What Are The Causes of Achalasia?
Achalasia is relatively rare and is caused by the inflammation and degeneration of neurons of the esophageal wall. But what causes this inflammation and degeneration is unclear.
It is hypothesized to be an immune response to a previously exposed virus, genetic predisposition.
Secondary achalasia is seen in people with Chaga’s disease caused by Trypanosoma cruzi, a species of parasitic euglenoids. Other reasons include esophageal infiltration by gastric carcinoma, a paraneoplastic syndrome which means is that a tumor such as lung cancer can secrete antibodies and mimic the pattern of achalasia (1).
What Are The Symptoms?
Symptoms of achalasia include dysphagia which means having difficulty in swallowing. Patients mostly have difficulty in swallowing liquids and solids. It is often progressive. It is really disturbing as food gets stuck in the upper throat or mid-chest. This is the main symptom and the other symptoms are a result of indigestion of food.
Regurgitation of food ingested several hours or a day earlier occurs in patients.
Weight loss occurs in patients because of indigestion of food and because nutrients do not get absorbed by the body.
Chest pain, fullness are other symptoms of achalasia.
There can be an aspiration or choking sensation, especially when food comes up at night and can enter the lungs
Atypical heartburn experienced by patients with achalasia is not due to acid reflux but is due to fermentation of food in the esophagus.
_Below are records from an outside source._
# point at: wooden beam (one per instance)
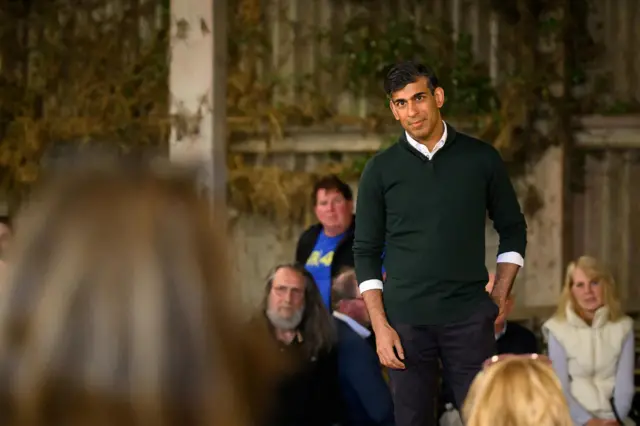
(592, 132)
(198, 90)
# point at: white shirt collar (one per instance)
(423, 149)
(501, 333)
(355, 326)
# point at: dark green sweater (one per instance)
(431, 215)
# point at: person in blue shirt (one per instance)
(325, 248)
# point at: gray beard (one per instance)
(285, 323)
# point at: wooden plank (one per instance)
(198, 89)
(633, 195)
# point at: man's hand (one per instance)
(387, 344)
(505, 276)
(387, 339)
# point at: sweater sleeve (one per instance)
(504, 209)
(558, 358)
(369, 239)
(624, 387)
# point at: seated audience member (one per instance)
(309, 392)
(365, 392)
(116, 309)
(516, 390)
(591, 345)
(511, 337)
(326, 247)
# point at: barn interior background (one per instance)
(553, 84)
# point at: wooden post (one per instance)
(198, 91)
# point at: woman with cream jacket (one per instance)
(591, 346)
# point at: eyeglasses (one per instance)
(282, 290)
(497, 358)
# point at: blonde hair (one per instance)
(595, 271)
(118, 309)
(516, 392)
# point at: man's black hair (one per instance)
(407, 72)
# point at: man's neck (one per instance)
(432, 140)
(286, 336)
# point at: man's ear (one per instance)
(438, 94)
(393, 109)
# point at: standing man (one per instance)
(425, 201)
(326, 247)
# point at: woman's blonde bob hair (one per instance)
(516, 392)
(596, 272)
(118, 309)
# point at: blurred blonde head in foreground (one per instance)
(516, 391)
(118, 309)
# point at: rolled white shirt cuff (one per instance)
(511, 257)
(370, 285)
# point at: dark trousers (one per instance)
(461, 347)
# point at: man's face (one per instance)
(417, 109)
(334, 212)
(286, 299)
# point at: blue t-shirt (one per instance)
(319, 264)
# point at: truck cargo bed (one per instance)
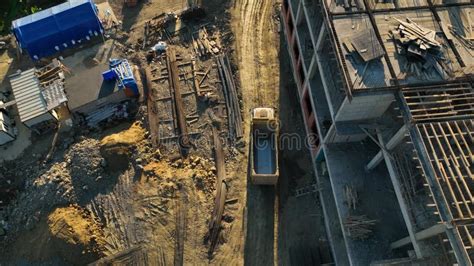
(264, 153)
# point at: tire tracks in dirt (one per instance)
(257, 49)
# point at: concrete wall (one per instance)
(364, 107)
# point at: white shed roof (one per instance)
(27, 91)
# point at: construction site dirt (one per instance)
(169, 183)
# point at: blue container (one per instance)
(109, 75)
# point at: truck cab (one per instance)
(264, 147)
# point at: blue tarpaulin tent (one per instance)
(49, 31)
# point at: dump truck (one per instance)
(264, 147)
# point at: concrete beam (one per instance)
(424, 234)
(401, 200)
(391, 144)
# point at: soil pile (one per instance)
(117, 148)
(75, 226)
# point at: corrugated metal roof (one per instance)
(47, 12)
(54, 94)
(27, 91)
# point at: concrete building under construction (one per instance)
(386, 88)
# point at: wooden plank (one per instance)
(184, 141)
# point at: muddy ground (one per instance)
(139, 198)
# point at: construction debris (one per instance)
(351, 197)
(423, 52)
(232, 101)
(178, 101)
(359, 227)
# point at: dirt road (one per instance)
(257, 49)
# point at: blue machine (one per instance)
(45, 33)
(121, 70)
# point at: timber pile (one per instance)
(173, 75)
(203, 45)
(221, 193)
(232, 100)
(351, 197)
(424, 53)
(359, 227)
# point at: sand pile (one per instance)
(75, 226)
(117, 148)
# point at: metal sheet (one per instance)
(27, 92)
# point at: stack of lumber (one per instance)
(424, 53)
(231, 98)
(203, 45)
(414, 35)
(359, 227)
(351, 197)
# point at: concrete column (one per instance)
(312, 66)
(398, 193)
(391, 144)
(424, 234)
(299, 13)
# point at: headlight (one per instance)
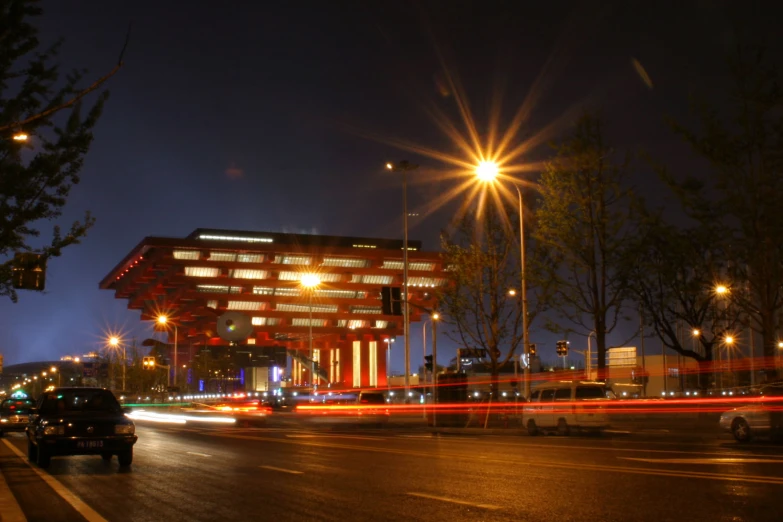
(54, 430)
(124, 429)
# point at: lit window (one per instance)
(287, 292)
(320, 308)
(236, 238)
(357, 364)
(245, 273)
(187, 254)
(293, 260)
(425, 281)
(366, 310)
(216, 289)
(373, 352)
(243, 305)
(222, 256)
(201, 271)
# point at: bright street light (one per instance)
(162, 319)
(310, 282)
(487, 171)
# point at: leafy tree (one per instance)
(583, 224)
(674, 279)
(742, 193)
(482, 267)
(36, 175)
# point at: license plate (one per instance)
(87, 444)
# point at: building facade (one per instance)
(287, 286)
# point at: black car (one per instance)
(14, 414)
(79, 421)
However, these symptoms are also seen in patients with acid reflux.
How to Diagnose Achalasia?
To diagnose achalasia your doctor can use different tests like
- Upper Endoscopy: In an upper endoscopy, a camera is inserted into the mouth to thoroughly examine the esophagus, stomach, and small intestine. This test is used to examine the causes of difficulty in swallowing.
- Esophagram: In this test, a patient has to swallow some dye which then helps the radiologist to take pictures of the inside organs and the pattern is then investigated for disorders of the esophagus.
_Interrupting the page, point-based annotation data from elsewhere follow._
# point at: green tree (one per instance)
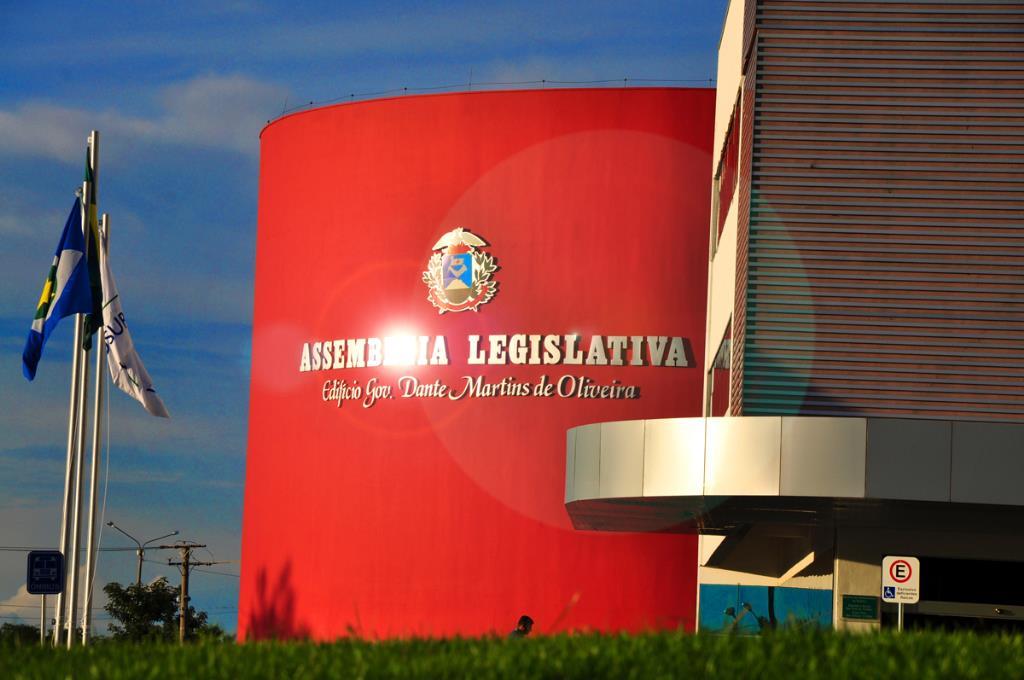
(150, 612)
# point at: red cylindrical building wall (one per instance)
(433, 515)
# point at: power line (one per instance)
(31, 548)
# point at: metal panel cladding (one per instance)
(407, 436)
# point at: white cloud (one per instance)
(215, 112)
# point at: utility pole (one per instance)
(184, 566)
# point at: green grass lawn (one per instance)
(788, 655)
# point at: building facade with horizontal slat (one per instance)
(881, 263)
(864, 351)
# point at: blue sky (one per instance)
(179, 92)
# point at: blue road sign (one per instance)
(46, 572)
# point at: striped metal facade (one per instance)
(881, 265)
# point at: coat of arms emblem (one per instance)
(458, 275)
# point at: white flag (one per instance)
(126, 366)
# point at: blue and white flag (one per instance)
(66, 291)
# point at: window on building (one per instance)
(718, 377)
(727, 175)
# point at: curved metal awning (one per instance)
(715, 474)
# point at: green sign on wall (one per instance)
(863, 607)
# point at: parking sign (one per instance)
(900, 579)
(46, 574)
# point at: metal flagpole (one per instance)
(70, 467)
(90, 548)
(76, 376)
(76, 530)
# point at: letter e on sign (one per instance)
(900, 579)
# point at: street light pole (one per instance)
(140, 548)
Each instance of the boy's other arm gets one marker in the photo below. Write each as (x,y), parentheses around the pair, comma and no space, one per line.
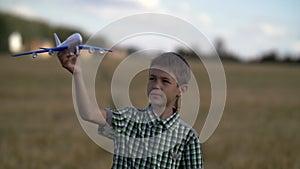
(87,110)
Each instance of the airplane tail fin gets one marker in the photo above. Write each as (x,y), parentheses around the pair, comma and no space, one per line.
(57,41)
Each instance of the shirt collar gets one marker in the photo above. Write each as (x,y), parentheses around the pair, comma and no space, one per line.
(155,120)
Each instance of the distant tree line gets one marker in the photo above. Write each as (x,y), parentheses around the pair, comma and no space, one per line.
(30,30)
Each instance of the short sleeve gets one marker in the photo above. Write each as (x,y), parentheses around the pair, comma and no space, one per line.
(192,155)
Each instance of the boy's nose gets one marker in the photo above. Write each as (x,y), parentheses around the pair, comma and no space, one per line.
(157,85)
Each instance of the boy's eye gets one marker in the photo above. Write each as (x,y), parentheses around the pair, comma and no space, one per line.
(151,78)
(166,81)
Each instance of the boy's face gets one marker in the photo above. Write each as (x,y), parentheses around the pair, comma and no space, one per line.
(162,88)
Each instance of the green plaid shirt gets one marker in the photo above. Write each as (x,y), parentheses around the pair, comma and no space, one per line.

- Esophageal Manometry: It is a procedure to measure the pressure developed and the muscle coordination in the esophagus during swallow of food. The patterns are very specific to the diagnosis of achalasia.
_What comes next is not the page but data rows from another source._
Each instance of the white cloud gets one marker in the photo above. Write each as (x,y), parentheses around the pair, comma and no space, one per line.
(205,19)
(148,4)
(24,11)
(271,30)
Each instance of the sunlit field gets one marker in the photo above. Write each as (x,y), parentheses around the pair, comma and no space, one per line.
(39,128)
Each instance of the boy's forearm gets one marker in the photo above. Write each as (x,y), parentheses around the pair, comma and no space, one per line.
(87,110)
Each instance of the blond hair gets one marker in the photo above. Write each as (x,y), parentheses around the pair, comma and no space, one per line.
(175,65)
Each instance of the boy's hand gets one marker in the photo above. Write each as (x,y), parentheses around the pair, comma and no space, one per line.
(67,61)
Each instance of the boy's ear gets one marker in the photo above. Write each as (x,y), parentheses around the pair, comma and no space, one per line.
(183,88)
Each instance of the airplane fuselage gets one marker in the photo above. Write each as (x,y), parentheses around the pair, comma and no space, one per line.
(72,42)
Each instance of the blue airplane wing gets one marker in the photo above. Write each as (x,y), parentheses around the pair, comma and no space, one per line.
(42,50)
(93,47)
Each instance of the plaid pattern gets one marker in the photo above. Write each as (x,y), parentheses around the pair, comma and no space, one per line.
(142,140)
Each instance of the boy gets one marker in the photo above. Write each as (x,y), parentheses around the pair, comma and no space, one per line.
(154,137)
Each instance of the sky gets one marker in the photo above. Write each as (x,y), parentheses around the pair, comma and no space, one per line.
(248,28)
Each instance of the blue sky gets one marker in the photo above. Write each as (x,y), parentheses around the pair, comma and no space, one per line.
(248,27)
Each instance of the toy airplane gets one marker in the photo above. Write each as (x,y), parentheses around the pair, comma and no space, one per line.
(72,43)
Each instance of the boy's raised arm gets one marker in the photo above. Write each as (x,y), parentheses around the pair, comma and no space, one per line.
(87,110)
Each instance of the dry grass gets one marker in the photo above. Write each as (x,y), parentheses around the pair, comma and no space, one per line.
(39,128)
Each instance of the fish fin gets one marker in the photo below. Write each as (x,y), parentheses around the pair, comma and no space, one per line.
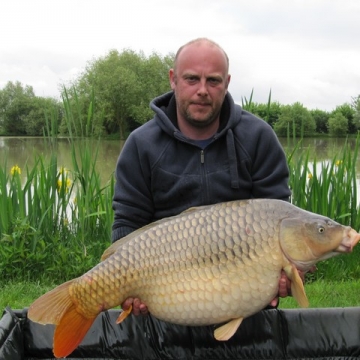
(70,331)
(50,307)
(297,286)
(123,315)
(56,307)
(225,332)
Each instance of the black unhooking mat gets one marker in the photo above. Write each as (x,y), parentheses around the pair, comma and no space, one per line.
(270,334)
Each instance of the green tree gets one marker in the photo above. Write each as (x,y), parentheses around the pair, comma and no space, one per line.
(15,104)
(321,118)
(338,124)
(295,120)
(123,85)
(348,112)
(356,118)
(35,120)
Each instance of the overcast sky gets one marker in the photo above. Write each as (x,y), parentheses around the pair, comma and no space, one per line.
(303,50)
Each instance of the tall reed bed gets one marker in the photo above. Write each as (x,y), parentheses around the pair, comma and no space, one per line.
(329,188)
(54,222)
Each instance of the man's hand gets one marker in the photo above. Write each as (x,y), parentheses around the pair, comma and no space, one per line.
(284,287)
(137,306)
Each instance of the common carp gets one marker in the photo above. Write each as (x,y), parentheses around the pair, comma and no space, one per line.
(208,265)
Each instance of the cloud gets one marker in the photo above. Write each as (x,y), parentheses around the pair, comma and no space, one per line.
(303,51)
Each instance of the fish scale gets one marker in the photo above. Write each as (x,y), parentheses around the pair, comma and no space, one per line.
(203,263)
(209,265)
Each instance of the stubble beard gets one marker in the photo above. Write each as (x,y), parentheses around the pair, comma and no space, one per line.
(203,122)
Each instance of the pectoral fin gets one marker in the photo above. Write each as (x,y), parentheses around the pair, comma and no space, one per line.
(123,315)
(225,332)
(297,286)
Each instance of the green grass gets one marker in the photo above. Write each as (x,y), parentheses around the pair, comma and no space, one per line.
(322,294)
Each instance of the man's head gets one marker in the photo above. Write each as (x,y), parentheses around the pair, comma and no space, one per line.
(200,81)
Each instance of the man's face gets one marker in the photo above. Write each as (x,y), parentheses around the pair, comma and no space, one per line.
(200,81)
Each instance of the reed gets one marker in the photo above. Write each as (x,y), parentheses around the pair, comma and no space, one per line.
(329,188)
(57,221)
(54,221)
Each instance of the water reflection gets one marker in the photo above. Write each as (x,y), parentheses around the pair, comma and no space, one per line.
(24,151)
(21,151)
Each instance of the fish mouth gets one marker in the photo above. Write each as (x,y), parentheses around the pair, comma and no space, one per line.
(350,239)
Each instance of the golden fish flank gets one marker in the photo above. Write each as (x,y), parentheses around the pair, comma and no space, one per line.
(208,265)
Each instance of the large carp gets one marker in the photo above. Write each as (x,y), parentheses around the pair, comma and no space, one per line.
(208,265)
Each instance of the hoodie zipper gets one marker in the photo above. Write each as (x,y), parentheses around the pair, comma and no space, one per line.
(202,156)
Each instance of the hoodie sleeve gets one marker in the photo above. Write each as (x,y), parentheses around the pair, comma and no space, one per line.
(270,172)
(132,201)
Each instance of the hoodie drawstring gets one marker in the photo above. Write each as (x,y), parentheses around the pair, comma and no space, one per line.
(232,159)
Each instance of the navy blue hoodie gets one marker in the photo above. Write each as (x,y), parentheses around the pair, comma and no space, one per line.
(160,172)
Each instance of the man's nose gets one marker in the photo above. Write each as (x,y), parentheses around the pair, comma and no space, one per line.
(202,89)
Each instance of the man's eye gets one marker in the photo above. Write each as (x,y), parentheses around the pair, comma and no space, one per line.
(191,78)
(214,81)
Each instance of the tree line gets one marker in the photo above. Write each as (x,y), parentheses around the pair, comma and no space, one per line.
(116,90)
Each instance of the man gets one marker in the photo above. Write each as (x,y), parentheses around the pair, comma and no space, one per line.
(200,148)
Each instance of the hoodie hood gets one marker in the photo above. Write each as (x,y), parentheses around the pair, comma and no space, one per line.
(164,107)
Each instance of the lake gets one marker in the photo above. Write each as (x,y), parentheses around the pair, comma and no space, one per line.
(23,150)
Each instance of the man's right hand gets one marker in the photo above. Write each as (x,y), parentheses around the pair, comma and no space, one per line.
(137,306)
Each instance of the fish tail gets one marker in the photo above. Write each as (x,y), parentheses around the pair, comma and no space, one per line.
(56,307)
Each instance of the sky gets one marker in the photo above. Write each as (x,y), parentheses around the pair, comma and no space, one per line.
(303,51)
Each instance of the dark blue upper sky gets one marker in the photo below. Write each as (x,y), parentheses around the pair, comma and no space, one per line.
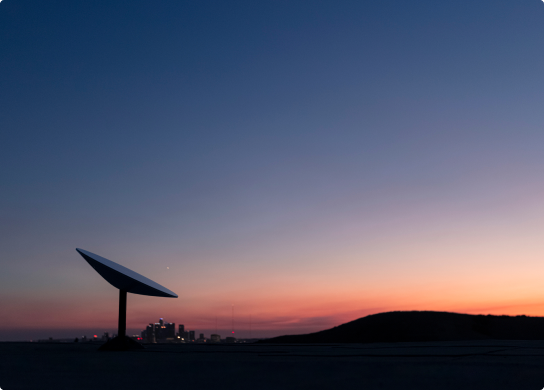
(192,128)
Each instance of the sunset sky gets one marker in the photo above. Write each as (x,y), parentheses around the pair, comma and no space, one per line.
(309,162)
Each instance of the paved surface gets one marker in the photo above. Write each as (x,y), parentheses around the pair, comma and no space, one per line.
(444,365)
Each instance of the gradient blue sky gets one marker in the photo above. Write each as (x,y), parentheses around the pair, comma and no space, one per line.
(310,162)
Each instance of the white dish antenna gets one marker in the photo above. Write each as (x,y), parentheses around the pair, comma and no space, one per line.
(127,281)
(124,278)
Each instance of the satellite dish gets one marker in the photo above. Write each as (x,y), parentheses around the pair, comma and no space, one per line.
(127,281)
There is no single test that can be used alone to find if a patient has achalasia. To assure if a patient has achalasia he or she needs to go through a variety of tests.
To exclude other disorders like tumors, patients are also asked to go through CT scans. Tumors in older patients or in patients who smoke can mimic achalasia.
Different Types of Achalasia
Based on the manometric pattern, achalasia is categorized into three types. And it is important to know the type of achalasia as the treatment option varies (2).
- Type I Achalasia or Classic Achalasia
- Type II Achalasia
- Type III Achalasia or Spastic Achalasia
Different Treatment Options
Achalasia cannot be completely cured but the condition can definitely be improved.
- Oral medications: Medicines like calcium-chain blockers class and nitrates are used to relax the esophageal sphincter but are less effective and they come with intolerable side effects. Your doctor can ask you to use them occasionally.
- Botulinum Toxin: Botulinum toxin injections have been effective in some patients. It is a protein that paralyzes the muscle. It is injected in the lower esophageal sphincter. it is used in patients who are too ill to undergo other treatment options. However, the injection loses efficacy after using it repeatedly. And so the effect is temporary.
- Pneumatic dilation: This treatment option has been for quite a few years. It uses a balloon dilator and weakens the lower esophageal sphincter by stretching it.
- Heller Myotomy: It is a surgical procedure in which surgeons cut the esophagus to allow the food to pass to the stomach. It is effective but leads to acid reflux and so myotomy is usually followed by an antireflux procedure.
- Esophagectomy: It is a major surgical procedure done in patients who have failed other treatment options like myotomy.
Patients with achalasia are often put on a liquid diet. It is always recommended to visit your doctor on a regular basis.